Since becoming chief, he’s started the Core Campus Patrol Division, which puts officers on foot and bicycles in the most populated area of campus during peak hours — locations hard to access by car like the Student Union and Edmon Low Library. The department also has implemented the liaison program, which pairs officers with athletic teams and student groups.

Jones hasn’t looked for moments of glory. He has served, to the best of his ability, even in the toughest of days including at the site of the 2001 OSU men’s basketball plane crash in Colorado. He said it took two years to process that experience.

“People take this job thinking they’re supposed to be a hero,” he said. “That within itself is selfish. Real heroes don’t think about themselves; they’re thinking about the people.”
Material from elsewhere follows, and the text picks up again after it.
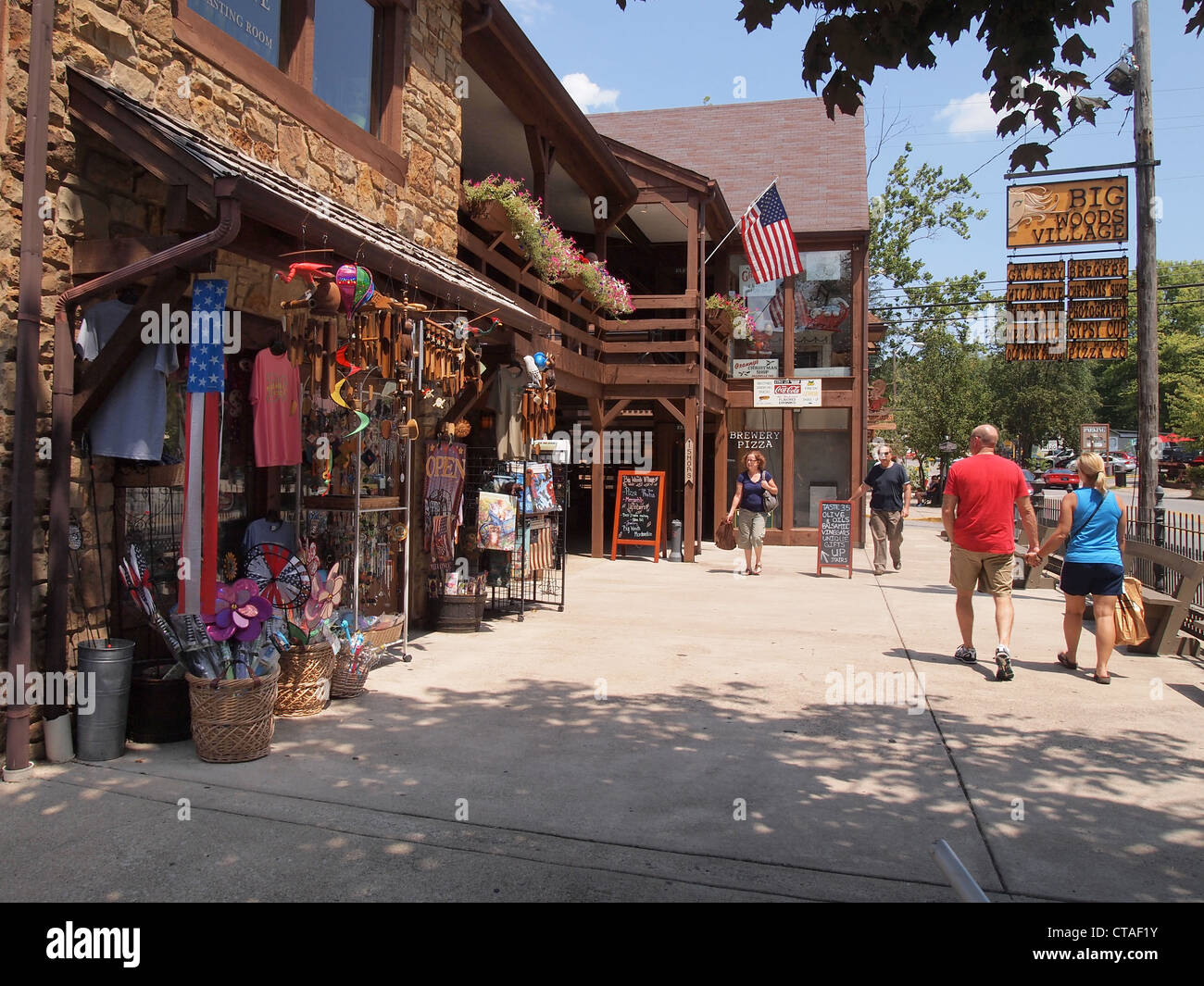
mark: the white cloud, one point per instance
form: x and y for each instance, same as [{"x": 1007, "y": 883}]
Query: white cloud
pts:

OSU Athletic Director Chad Weiberg, who lost his brother, Jared, in the crash, has witnessed Jones’ heart and philosophy firsthand.

leon jones on bike patrol

“The thing about Leon is that it’s never about him. It’s about the people of OSU and what he can do to help them,” Weiberg said. “For me, it goes back to the time of the plane crash. Leon was there for all of us and made sure we knew that he would always be there for us. After I left OSU and would come back to games, Leon was always there with that big smile, waiting to say hello and give me a big ‘welcome home’ hug. I don’t think he knows how much that meant to me every time.

“Since I’ve been back, Leon has continued to be there to help me, our coaches and our student-athletes in every way that he can. I was so happy for him when he became Chief Jones. He earned it and deserved it. We’re fortunate to have him at OSU, and I’m blessed to be able to call him a friend.”

Appreciating the Opportunity

The color of those double doors hasn’t changed, but Jones’ hair has started to match it. The kid from New Boston who couldn’t stand school has spent half his life on a college campus.

“Every day I walk through those doors, it’s a new day. It’s a new adventure. Some days I walk in knowing I’m the police chief at the OSU Police Department and I get a little overwhelmed,” he said. “I actually did this. I’m actually the chief. I love my job and what I get to do. It’s a privilege.”

Jones is quick to credit all those who helped him along the way, as well as the institution that gave him his start and now calls him “chief.”

“Oklahoma State has invested as much in me as I have in the Cowboy family. Everything about Oklahoma State University, I feel like I was born for,” he said. “I didn’t know who I was until I got here.”